SOL INVICTUS: Sounds and performances for the winter solstice in Palermo

Art, Performance, Sound, Palermo - Officine Bellotti

11.12.2024 H20:00-23:00

Location
Palermo - Officine Bellotti
Category
Art, Performance, Sound
Information

11.12.2024 H20:00-23:00

Istituto Svizzero celebrates the winter solstice with an exceptional line-up of performances and DJ sets in Palermo, Rome and Milan.

The shortest day of the year: the winter solstice, by convention, is the moment in which, due to the position of the Sun with respect to the equator, the longest night and the shortest day correspond. An astronomical event rich in symbolic meanings—sometimes even controversial—that was celebrated in antiquity by pagan populations before the advent of Christianity: the Romans celebrated Sol Invictus, the Egyptians the birth of Horus, the Greeks worshipped Helios. After the prevailing hours of winter darkness, the Sun seemed to be reborn and became invincible (from Latin Sol Invictus). A time of year that, ancestrally, marks the passage from darkness to light. And it is precisely this hope, this search for light in dark times, to which Istituto Svizzero dedicates these three evenings.


 

11.12.2024 H20:00-23:00
Officine Bellotti, Via Gagini 31, Palermo
Free entry

Performances by:

Emma Saba, La fine di tutte le cose/l’inizio di tutte le altre, 40’

Sultan Çoban, I came knowing, I would show up again, 30’

Sandar Tun Tun, Diasphoria, 40’

 

 

Food and drinks will be available for purchase on-site.


 

The event is organized in collaboration with Officine Bellotti

Choreographer and dancer Emma Saba has worked with Collettivo Cinetico, Clara Delorme, Cosima Grand, and Marie Jeger.

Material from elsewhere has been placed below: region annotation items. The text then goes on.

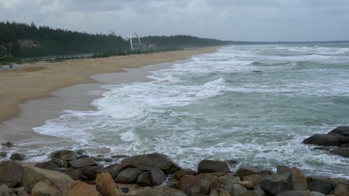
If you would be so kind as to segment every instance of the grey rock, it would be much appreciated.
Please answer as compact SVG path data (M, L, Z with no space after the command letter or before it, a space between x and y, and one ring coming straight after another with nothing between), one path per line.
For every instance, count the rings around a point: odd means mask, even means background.
M26 158L26 155L20 153L12 154L10 157L10 159L12 160L23 160Z
M261 180L260 184L267 191L274 195L291 190L290 174L273 174Z
M236 176L242 178L244 176L250 176L253 174L261 174L262 172L259 169L255 167L244 166L241 167L236 171Z
M77 153L68 150L58 150L52 153L49 157L58 158L63 161L71 161L77 159Z
M133 184L143 171L137 168L128 168L121 171L115 179L115 182L123 184Z
M198 174L230 172L229 166L226 162L204 159L197 166Z
M330 153L344 157L349 157L349 148L337 148L330 151Z
M321 192L324 194L329 194L332 190L332 185L328 179L318 179L315 180L308 185L311 191Z

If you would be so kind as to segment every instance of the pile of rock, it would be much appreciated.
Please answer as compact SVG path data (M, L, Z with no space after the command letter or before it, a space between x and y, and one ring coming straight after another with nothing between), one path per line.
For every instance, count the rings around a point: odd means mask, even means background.
M15 63L13 63L12 65L5 65L0 66L0 71L4 71L9 70L10 69L17 69L24 68L24 66L22 65L18 65Z
M304 144L325 147L315 147L314 150L328 150L330 153L349 157L349 126L340 126L327 134L315 134L305 139ZM336 147L331 149L327 147Z
M348 180L306 177L294 167L280 166L273 173L245 166L232 172L226 162L203 160L194 171L158 153L105 167L73 151L55 151L50 157L24 167L0 162L0 195L349 196Z

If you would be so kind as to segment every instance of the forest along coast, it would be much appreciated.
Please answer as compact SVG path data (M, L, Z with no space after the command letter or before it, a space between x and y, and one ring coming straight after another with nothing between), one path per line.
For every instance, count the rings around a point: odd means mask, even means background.
M347 138L349 127L339 127L330 133ZM341 135L341 136L339 136ZM327 136L322 136L323 137ZM314 139L314 137L317 139ZM319 135L307 138L319 141ZM322 139L329 144L332 137ZM326 141L327 142L325 142ZM314 143L315 142L311 142ZM11 148L13 144L3 144ZM330 145L327 145L330 146ZM341 147L340 148L343 148ZM6 152L1 153L6 156ZM17 161L0 162L2 195L164 195L164 196L346 196L349 180L329 176L306 176L298 168L279 165L276 172L251 165L231 171L234 159L208 159L198 163L197 170L183 169L159 153L129 157L117 155L90 156L85 151L61 150L48 155L51 160L23 166ZM115 160L119 163L108 164ZM253 163L251 163L251 165Z

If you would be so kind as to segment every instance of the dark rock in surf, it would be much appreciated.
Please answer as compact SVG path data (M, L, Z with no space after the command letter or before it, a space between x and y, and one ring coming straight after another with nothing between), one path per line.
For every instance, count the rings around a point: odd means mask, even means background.
M55 151L49 155L51 158L58 158L63 161L71 161L77 159L77 153L75 151L67 150L61 150Z
M122 160L121 163L158 167L166 175L174 174L181 170L177 163L166 156L159 153L133 156Z
M230 172L230 170L226 162L204 159L197 166L198 174Z
M26 155L20 153L12 154L10 157L10 159L12 160L23 160L26 158Z
M43 162L35 164L36 167L46 170L53 170L56 168L63 167L63 162L62 160L53 158L48 161Z
M330 151L330 153L349 158L349 148L337 148Z

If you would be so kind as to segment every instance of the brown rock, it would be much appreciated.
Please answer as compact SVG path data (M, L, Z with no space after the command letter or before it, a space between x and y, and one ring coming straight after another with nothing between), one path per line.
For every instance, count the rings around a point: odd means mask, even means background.
M61 192L47 180L41 180L38 182L32 189L30 196L60 196Z
M23 175L22 166L12 160L0 162L0 185L10 187L17 186Z
M103 196L119 196L117 186L110 174L107 172L99 174L96 179L96 187Z
M181 178L181 177L182 177L183 176L196 176L196 175L197 175L197 173L196 173L196 172L194 171L194 170L191 169L184 169L178 172L176 172L174 173L174 177L176 180L178 181Z
M132 165L144 165L158 167L168 175L181 170L181 168L168 157L159 153L136 155L126 158L121 161L122 164Z
M23 171L21 185L31 191L35 184L41 180L47 180L57 188L61 196L65 196L68 188L74 183L70 176L62 173L42 169L34 166L27 166Z
M103 196L90 185L77 180L66 192L67 196Z

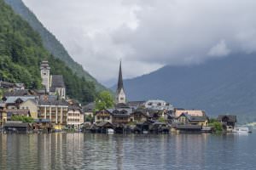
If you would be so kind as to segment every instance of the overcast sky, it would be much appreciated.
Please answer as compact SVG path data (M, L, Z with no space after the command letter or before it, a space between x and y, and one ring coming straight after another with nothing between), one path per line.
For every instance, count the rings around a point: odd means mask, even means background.
M256 50L255 0L23 0L101 82Z

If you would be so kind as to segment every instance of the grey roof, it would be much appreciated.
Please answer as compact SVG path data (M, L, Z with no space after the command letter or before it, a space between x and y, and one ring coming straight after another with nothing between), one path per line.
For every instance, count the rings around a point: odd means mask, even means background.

In 2022, she created her first solo, la fine di tutte le cose / l’inizio di tutte le altre, co-produced by Emergentia. She is a member of Collectif Foulles< , co-creating Medieval Crack (2022) and Le cerveau mou de l’existence (2024). A graduate in contemporary dance from Manufacture – Lausanne (2021), she combines dance, singing, and self-hypnosis to revisit her classical musical heritage. Supported by Reseau Grand-Luxe and (ac)compagnons in 2024-2025, her next work premieres at Pavillon ADC in 2025-2026.

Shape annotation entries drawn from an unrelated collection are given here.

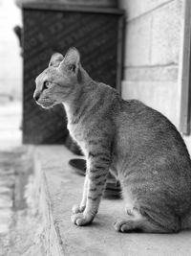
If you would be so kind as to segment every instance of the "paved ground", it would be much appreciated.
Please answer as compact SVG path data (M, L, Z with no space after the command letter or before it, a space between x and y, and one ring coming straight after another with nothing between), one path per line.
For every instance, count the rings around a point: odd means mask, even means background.
M21 145L21 105L0 100L0 256L45 256L32 151Z
M175 235L121 234L113 223L123 215L121 199L103 199L91 226L71 222L71 209L81 198L83 177L68 160L74 155L63 146L39 146L41 170L45 173L50 232L56 228L63 255L90 256L190 256L191 231ZM76 156L75 156L76 157ZM53 216L52 216L53 215ZM53 239L53 233L52 238ZM53 254L56 256L56 254Z

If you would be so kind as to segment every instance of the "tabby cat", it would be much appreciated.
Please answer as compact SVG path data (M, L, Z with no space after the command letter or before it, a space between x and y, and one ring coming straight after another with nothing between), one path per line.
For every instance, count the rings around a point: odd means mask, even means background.
M173 233L191 228L191 160L167 118L93 81L75 48L65 58L53 55L35 81L38 105L64 105L70 134L86 157L82 200L73 207L74 224L93 221L110 170L120 181L126 212L116 230Z

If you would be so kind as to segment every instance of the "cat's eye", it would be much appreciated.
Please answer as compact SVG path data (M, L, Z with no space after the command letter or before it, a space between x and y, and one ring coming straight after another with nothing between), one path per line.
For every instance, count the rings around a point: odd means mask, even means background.
M48 81L45 81L43 83L43 89L48 89L50 87L51 82L49 82Z
M69 70L75 72L75 65L74 64L70 65Z

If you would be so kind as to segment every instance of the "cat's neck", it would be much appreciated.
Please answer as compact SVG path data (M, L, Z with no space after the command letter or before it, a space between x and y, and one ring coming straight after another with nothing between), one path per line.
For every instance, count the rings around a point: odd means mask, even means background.
M74 113L79 108L83 107L84 105L91 104L90 96L94 94L96 88L96 82L90 78L82 67L80 67L78 76L79 84L77 84L77 91L74 97L68 103L62 103L69 122L72 121Z

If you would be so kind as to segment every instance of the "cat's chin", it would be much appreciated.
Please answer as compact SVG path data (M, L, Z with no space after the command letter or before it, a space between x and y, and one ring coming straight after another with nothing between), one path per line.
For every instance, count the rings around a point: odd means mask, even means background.
M44 102L44 103L37 102L37 105L39 105L42 108L49 109L53 107L55 104L53 102Z

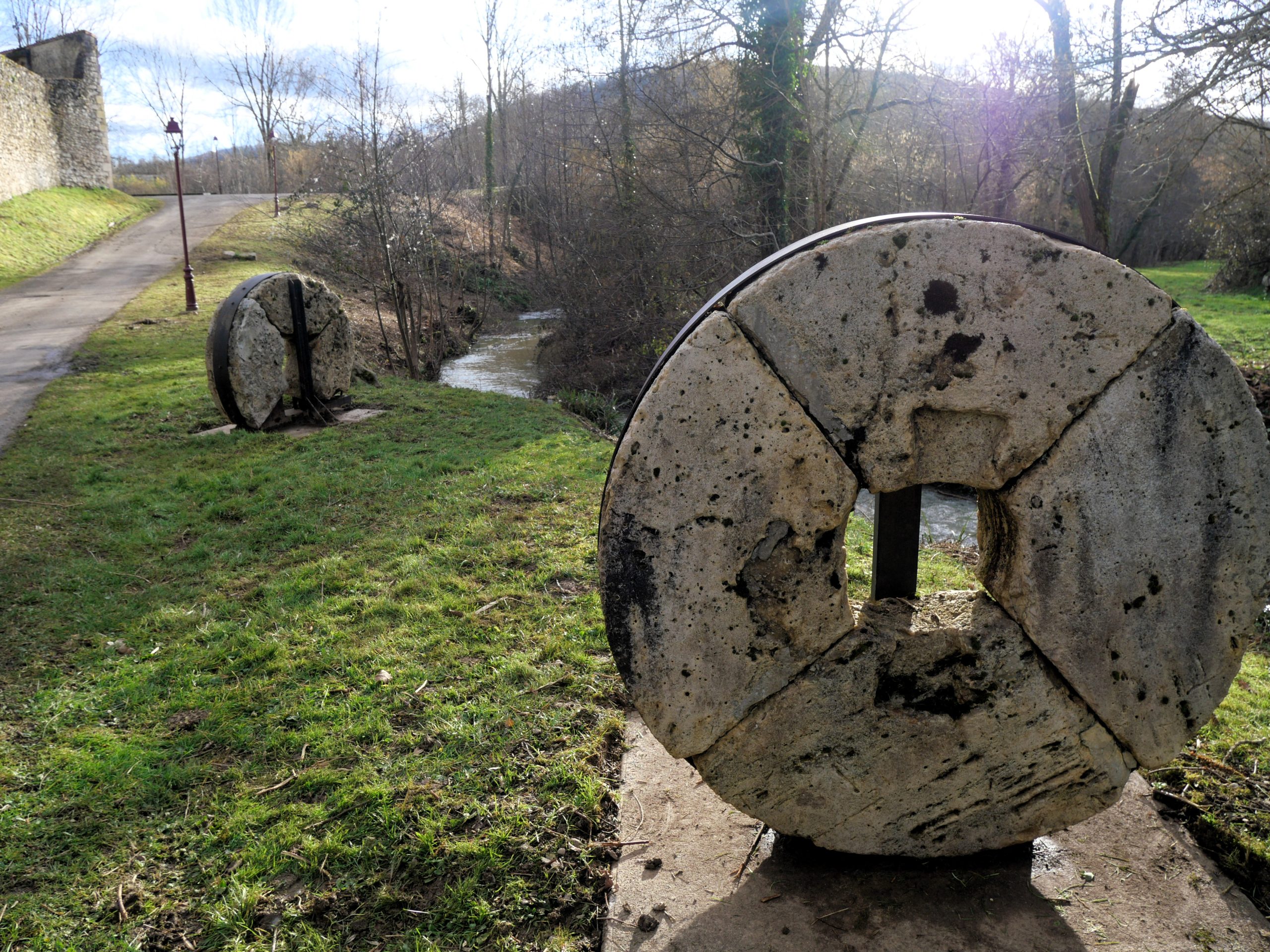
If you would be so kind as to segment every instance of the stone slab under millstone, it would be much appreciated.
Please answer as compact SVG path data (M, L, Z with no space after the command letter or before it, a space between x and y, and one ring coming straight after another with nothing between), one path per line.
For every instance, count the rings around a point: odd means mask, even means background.
M692 758L733 806L850 853L996 849L1113 805L1134 767L991 598L870 602Z
M851 628L856 480L726 315L663 367L613 458L605 619L677 757L709 748Z
M862 228L773 267L730 314L867 487L996 489L1168 322L1168 296L1015 225Z
M979 579L1139 762L1167 763L1226 696L1270 579L1270 451L1231 358L1175 311L979 500Z

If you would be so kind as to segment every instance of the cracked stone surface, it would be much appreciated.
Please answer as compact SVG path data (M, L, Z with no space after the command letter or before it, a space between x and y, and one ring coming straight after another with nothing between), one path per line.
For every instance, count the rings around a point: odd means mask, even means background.
M853 617L859 485L931 481L980 490L987 594ZM1019 226L875 226L667 359L605 490L605 618L649 729L728 802L832 849L964 854L1093 815L1199 730L1267 523L1246 385L1154 286Z
M1134 764L987 595L870 602L692 758L729 803L848 853L946 856L1111 806Z
M234 401L251 429L259 429L278 400L287 392L283 373L286 345L278 329L269 322L264 308L250 298L239 306L230 327L230 386ZM212 382L212 339L207 339L207 383L212 399L225 413L216 385Z
M1168 308L1095 251L947 220L833 239L729 311L879 493L998 489L1142 353Z
M339 296L316 278L276 274L241 301L230 330L230 385L239 410L251 429L264 424L284 395L300 395L287 289L292 277L300 277L304 284L314 391L320 400L330 400L347 392L352 382L352 326ZM212 380L211 336L207 341L207 380L212 399L225 413Z
M709 748L851 628L856 480L723 314L674 353L605 494L608 638L677 757Z
M1265 428L1182 310L1008 489L980 495L980 581L1147 767L1203 726L1270 579Z

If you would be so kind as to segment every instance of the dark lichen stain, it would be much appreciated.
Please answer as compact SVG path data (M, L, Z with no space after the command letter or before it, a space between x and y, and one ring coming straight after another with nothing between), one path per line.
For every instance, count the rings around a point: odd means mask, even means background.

Sultan Çoban works at the intersection of the visual and performing arts. Her practice is characterized by a formally self-conscious exploration of space, time, and sound and engages in the question of how cultural identity is staged and performed. In most of her works, she draws on elements from specific cultural contexts to represent and recreate a certain period in time. She examines the translation and transferability of emotions between different linguistic and social contexts as well as performed identity. Sultan wears a lot of faces but rarely her own.

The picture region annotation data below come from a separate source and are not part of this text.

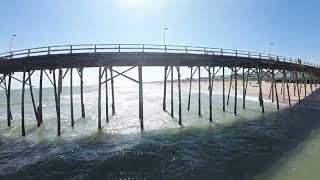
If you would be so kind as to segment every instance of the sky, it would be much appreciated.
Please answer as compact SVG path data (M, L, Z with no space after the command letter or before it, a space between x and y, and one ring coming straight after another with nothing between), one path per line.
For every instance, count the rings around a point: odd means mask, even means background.
M317 0L1 0L0 52L9 51L12 34L14 50L163 44L168 27L167 44L271 52L320 64L319 7ZM151 79L163 77L156 74Z

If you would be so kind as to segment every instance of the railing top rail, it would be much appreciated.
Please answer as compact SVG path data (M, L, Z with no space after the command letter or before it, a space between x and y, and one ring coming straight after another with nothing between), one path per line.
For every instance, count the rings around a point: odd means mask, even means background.
M267 53L259 53L254 51L244 51L238 49L223 49L216 47L202 47L202 46L182 46L182 45L164 45L164 44L69 44L69 45L53 45L53 46L43 46L29 49L15 50L11 52L0 53L0 58L15 58L15 56L37 56L39 54L50 52L62 52L63 54L68 53L81 53L87 51L97 52L97 50L115 50L115 52L126 52L126 50L149 50L148 52L159 52L163 51L165 53L182 52L187 54L193 53L203 53L208 55L222 55L222 56L239 56L239 57L249 57L249 58L259 58L265 60L279 60L284 62L298 63L306 66L319 67L314 63L302 61L299 58L287 58L284 56L277 56ZM77 52L74 52L77 51ZM78 52L80 51L80 52ZM139 51L140 52L140 51Z

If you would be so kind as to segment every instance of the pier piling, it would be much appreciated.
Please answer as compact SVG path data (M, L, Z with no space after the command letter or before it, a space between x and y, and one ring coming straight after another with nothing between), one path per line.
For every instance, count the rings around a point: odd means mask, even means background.
M140 128L143 130L143 82L142 82L142 66L138 66L138 76L139 76L139 119L140 119ZM181 108L181 106L179 107Z
M181 112L181 84L180 84L180 66L177 67L178 71L178 90L179 90L179 125L182 125L182 112Z
M26 131L24 128L24 91L25 91L25 85L26 85L26 71L23 70L23 77L22 77L22 95L21 95L21 130L22 130L22 136L26 136Z
M74 127L74 114L73 114L73 68L70 68L70 116L71 127Z
M208 66L209 75L209 120L212 122L212 82L211 82L211 67Z
M109 95L108 95L108 68L104 68L105 83L106 83L106 122L109 122Z
M171 66L171 117L173 117L173 66Z
M99 66L99 88L98 88L98 130L101 130L101 66Z
M200 71L200 66L198 66L198 91L199 91L199 96L198 96L198 114L201 116L201 71Z
M222 67L222 110L226 111L226 95L225 95L225 75L224 67Z
M164 78L163 78L163 103L162 103L162 109L163 109L163 111L166 111L167 70L168 70L168 66L165 66L165 67L164 67Z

Sandar Tun Tun build their work around fabulation, new alliances and collaborative trajectories. Artist, dj and composer, they develop a sonic, spatial and performative practice focused on listening as a critical and sensitive responsiveness. Drawing on music social space and its transgressive perspectives their projects explore ways of reverence or interversion to inhabit dissonance, fragmentation and noise. Their research focuses on the modalities of transmission within aural cultures and engineered narratives, diasporic feelings and queer affects, and often leads to the experimentation of languages, strategies and co-composition processes.